4) Dark
Nell’immaginaria cittadina di Winden, la scomparsa del piccolo Mikkel Nielsen mette in moto una serie di eventi ineluttabili che cambieranno per sempre la vita degli altri abitanti e, in particolar modo, di quattro famiglie particolarmente legate le une alle altre: i Kahnwald, i Nielsen, i Doppler ed i Tiedemann. Ciò che è accaduto a Mikkel è infatti già successo in passato, esattamente 33 anni prima, ma la polizia non è mai riuscita a ritrovare Mad Nielsen.
Piani temporali diversi si intrecciano e moltiplicano con il passare delle stagioni, andando a comporre una narrazione intricata, tortuosa e ai limiti del paradosso. Basandosi sul principio di autoconsistenza, i personaggi di Dark sono infatti capaci di viaggiare nel tempo senza però essere mai in grado di cambiare il proprio destino o di quelli che gli stanno attorno.
Pur essendo una serie tv davvero unica, le tre stagioni di Dark non riescono a tenere un ritmo costante portando la narrazione a perdere potenza con il procedere della storia fino a quel finale da “meh”.
3) Hannibal
E dopo Dark, arriviamo finalmente ad Hannibal. Basata sull’iconico personaggio protagonista dei romanzi di Thomas Harris, Hannibal è quella serie tv che non riesce a non lasciarti addosso sentimenti contrastanti. Se da un lato è piuttosto difficile resistere alla chimica tra i suoi due interpreti, dall’altro la lentezza narrativa rischia di inficiare sull’attenzione dello spettatore.

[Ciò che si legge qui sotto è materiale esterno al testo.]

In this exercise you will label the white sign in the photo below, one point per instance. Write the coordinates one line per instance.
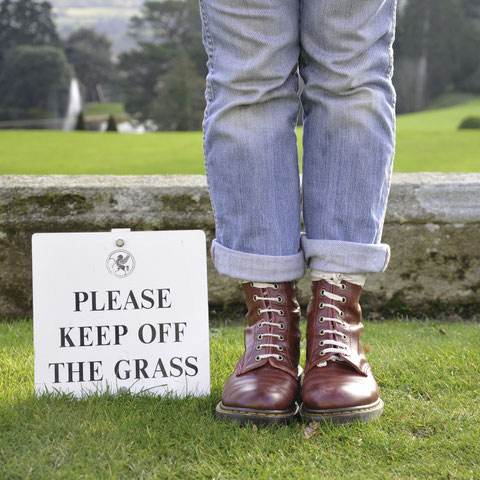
(121, 310)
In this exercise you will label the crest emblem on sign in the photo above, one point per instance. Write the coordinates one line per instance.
(120, 263)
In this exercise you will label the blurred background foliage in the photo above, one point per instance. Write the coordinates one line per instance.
(160, 77)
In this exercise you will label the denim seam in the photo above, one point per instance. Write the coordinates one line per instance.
(209, 97)
(393, 16)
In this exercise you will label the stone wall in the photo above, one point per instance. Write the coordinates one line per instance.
(432, 225)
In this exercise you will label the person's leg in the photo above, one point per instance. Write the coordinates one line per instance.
(349, 141)
(252, 168)
(249, 137)
(349, 131)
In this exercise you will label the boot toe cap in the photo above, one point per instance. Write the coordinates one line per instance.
(261, 390)
(321, 391)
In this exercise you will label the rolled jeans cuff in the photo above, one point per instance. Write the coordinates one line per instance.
(255, 267)
(345, 257)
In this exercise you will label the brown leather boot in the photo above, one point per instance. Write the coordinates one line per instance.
(264, 386)
(338, 385)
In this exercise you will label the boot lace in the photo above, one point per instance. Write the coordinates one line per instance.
(334, 346)
(279, 325)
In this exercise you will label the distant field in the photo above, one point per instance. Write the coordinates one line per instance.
(426, 141)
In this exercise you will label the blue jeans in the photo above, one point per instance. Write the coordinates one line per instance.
(256, 50)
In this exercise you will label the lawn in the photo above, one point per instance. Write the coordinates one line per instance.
(426, 141)
(428, 375)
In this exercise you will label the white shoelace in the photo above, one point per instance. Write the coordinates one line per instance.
(335, 347)
(274, 324)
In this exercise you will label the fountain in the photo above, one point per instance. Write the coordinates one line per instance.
(74, 105)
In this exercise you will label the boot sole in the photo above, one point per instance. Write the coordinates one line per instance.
(257, 417)
(363, 414)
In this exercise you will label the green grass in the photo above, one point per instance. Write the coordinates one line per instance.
(426, 141)
(428, 375)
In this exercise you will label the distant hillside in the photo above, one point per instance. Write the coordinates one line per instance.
(109, 17)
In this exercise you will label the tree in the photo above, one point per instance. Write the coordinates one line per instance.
(436, 48)
(90, 54)
(180, 101)
(25, 22)
(34, 81)
(164, 79)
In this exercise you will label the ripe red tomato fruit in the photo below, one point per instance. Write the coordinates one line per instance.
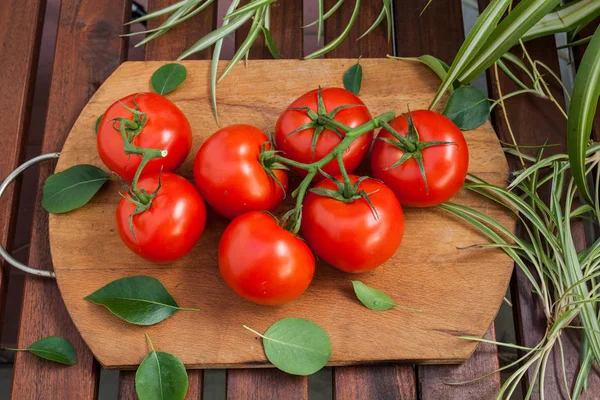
(262, 262)
(166, 128)
(230, 176)
(445, 165)
(350, 236)
(298, 146)
(171, 226)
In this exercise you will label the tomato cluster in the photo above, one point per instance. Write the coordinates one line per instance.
(353, 223)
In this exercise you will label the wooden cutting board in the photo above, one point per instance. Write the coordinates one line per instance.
(458, 291)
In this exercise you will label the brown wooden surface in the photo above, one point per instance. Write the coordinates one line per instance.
(169, 47)
(372, 381)
(286, 21)
(20, 32)
(442, 37)
(83, 263)
(82, 63)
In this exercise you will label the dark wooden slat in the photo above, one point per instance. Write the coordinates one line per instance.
(442, 37)
(258, 384)
(242, 384)
(578, 52)
(373, 381)
(535, 121)
(88, 49)
(178, 39)
(373, 45)
(168, 47)
(20, 30)
(286, 29)
(434, 379)
(127, 385)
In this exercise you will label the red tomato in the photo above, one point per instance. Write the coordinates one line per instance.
(171, 226)
(350, 236)
(262, 262)
(445, 165)
(230, 175)
(166, 128)
(297, 146)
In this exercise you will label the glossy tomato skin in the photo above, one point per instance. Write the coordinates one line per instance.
(298, 145)
(445, 165)
(231, 178)
(171, 226)
(348, 235)
(167, 128)
(263, 262)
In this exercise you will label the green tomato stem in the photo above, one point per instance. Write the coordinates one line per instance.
(337, 152)
(147, 155)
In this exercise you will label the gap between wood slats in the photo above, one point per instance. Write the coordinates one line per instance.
(74, 80)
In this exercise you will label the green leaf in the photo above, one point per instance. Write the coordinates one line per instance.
(270, 43)
(335, 42)
(72, 188)
(438, 66)
(97, 125)
(566, 18)
(296, 346)
(372, 298)
(168, 78)
(161, 376)
(584, 102)
(140, 300)
(54, 348)
(219, 33)
(508, 33)
(467, 107)
(353, 78)
(484, 27)
(215, 63)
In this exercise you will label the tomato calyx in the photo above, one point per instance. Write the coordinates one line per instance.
(346, 191)
(269, 163)
(129, 129)
(322, 120)
(140, 205)
(411, 145)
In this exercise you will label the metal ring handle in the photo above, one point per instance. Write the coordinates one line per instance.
(11, 177)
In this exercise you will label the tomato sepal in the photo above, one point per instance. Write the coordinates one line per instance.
(321, 120)
(410, 145)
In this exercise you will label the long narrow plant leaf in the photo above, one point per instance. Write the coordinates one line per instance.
(217, 34)
(482, 30)
(243, 50)
(335, 42)
(586, 90)
(566, 18)
(215, 63)
(526, 14)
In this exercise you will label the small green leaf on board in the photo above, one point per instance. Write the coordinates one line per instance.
(161, 376)
(372, 298)
(97, 125)
(375, 299)
(139, 300)
(467, 107)
(53, 348)
(296, 346)
(72, 188)
(168, 78)
(353, 78)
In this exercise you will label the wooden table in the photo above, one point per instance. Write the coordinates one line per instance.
(88, 49)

Will Graham è un profiler come pochi, in grado di immedesimarsi nelle azioni e nella psiche dei più efferati serial killer e svelarne così l’identità. Ma le capacità di Will sono anche un’arma a doppio taglio in grado di minare nel profondo la sanità mentale dell’uomo e lasciarlo in bilico tra ragione e follia. L’incontro con lo psichiatra Hannibal Lecter dà inizio a un rapporto morboso, ambiguo e insidioso. Ancora di più dato che Hannibal è un killer che si nutre della carne delle vittime.